Thursday, January 13, 2011

Kenneth Burke's Hitler Essay


Burke’s main point here is to analyze the way that Hitler thought during this time period in order to understand the techniques that Hitler used to persuade the German population. Burke ultimately addressed these problems to let his audience know and be aware of these problems so that they do not happen within the United States today. Burke states that Hitler uses the same pattern of ideas over and over again throughout his book; the Aryan constructive race and the Jewish destructive race. The exigence that was brought forth here were the problems that Germany was facing at the time. Hitler responded to this exigence by finding a scapegoat for the problems, a scapegoat that became the Jewish population. Hitler used rhetoric is words and also in images. Hitler’s rhetoric persuaded everyone in reverse of what is actual morally correct. He twisted ideas to get people to believe that was he is saying is actually right. He used things such as blood lines and God, things that people could relate with. Hitler believed that the Aryan race was elevated above all else. The Jewish must be destroyed in order for the Aryan’s to succeed and move forward in their movement. Burke says that if one can hand over its problems to an outside source then ultimately you can battle that outside source instead of causing trouble within. This is exactly what Hitler did.

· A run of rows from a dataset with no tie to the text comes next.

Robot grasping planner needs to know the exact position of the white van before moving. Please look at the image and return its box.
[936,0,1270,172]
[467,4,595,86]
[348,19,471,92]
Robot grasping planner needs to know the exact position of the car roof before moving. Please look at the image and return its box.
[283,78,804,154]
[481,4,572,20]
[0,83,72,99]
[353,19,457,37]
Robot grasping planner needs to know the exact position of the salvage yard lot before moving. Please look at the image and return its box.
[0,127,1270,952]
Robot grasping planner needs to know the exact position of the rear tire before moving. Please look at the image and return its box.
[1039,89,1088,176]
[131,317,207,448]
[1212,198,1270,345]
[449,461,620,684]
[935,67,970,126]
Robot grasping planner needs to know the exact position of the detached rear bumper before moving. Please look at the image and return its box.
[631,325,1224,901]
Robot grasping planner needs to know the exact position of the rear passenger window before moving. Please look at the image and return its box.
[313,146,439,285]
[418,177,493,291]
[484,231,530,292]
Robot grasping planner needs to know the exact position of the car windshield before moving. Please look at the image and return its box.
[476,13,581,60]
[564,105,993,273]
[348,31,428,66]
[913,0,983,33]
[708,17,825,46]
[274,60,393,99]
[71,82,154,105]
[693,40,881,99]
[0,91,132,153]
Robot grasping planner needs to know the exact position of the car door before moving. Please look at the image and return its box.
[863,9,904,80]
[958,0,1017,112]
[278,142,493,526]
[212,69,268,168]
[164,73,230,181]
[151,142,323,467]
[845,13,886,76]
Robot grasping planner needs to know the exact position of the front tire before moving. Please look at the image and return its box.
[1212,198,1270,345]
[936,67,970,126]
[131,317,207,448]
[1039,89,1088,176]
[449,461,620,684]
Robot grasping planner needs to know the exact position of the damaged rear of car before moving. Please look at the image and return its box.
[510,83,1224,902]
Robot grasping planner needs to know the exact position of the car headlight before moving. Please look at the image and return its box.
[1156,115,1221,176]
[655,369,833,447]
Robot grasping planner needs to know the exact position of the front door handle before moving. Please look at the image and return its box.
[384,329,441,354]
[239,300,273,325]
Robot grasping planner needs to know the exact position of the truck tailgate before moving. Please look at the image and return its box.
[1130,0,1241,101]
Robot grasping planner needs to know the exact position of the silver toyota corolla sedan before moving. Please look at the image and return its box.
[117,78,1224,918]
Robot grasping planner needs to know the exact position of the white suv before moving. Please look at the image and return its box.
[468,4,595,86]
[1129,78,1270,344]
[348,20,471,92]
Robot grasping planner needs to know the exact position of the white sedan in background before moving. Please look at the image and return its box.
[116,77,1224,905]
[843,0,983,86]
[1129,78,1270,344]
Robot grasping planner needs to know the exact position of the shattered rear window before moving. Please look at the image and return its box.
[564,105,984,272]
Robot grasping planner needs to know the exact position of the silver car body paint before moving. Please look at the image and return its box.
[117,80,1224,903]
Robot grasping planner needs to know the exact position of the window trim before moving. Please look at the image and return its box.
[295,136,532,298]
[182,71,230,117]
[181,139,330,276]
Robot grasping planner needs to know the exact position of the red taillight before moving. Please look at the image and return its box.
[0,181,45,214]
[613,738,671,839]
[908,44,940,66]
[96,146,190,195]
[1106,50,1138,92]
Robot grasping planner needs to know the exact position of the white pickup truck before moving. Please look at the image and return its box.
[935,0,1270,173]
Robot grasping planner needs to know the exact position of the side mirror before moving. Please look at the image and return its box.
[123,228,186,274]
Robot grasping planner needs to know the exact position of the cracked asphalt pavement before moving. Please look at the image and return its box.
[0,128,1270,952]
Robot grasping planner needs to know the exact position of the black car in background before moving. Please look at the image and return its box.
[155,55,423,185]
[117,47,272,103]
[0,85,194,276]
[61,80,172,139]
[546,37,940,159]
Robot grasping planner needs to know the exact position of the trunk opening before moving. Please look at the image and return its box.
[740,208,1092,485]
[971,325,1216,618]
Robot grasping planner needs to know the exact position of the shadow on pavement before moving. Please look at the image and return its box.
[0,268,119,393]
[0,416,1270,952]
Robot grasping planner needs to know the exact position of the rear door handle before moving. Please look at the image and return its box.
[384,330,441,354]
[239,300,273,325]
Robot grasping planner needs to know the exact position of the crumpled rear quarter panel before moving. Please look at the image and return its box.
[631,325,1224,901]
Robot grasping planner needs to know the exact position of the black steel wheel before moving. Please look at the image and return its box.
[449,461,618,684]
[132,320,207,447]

Hitler chose to pawn off the problems in Germany on the Jewish population, the lower class, so that Germany could unify and battle the Jewish population all together. After all, Hitler was trying to unify the German people to reach a goal, a goal that could be reached by the German nation standing up against the so called “evil” that Hitler deemed the Jewish. It seemed logical to Hitler at the time to blame the middle and lower class for the mistakes which ultimately were in his hands. Another way in which Hitler promoted this was by somewhat hiding the problems of German finance by attacking the Jewish finance, creating a notion that German finance was under control. Burke states the fact about the rhetorical device of repetition that Hitler used. Hitler constantly used repetition through slogans to reach the public and get it ingrained in their head. This brought the German population completely under his control and to do what he wanted them to do.
            A major propaganda that that is in the media today is the battle between two cell phone companies, Verizon and AT&T. These two companies are constantly coming out with commercials that put down one another. The exigence here is cell phone area coverage. Verizon deals with this exigence in their commercials by constantly repeat the slogan that “There is a map for that.” Verizon’s aim is to persuade people that they have the most coverage out of any cell phone company, especially AT&T. The audience is anyone who has a cell phone and are with a specific company or looking to switch to a better company. These commercials would appeal to the public because society is always looking for the best “bang for your buck.”

1 comment:

  1. A, Good. Be sure to work on clearing up your language a bit, but otherwise, looks like you got a lot from the reading. And yeah, Verizon and AT&T's rhetoric is rather interesting.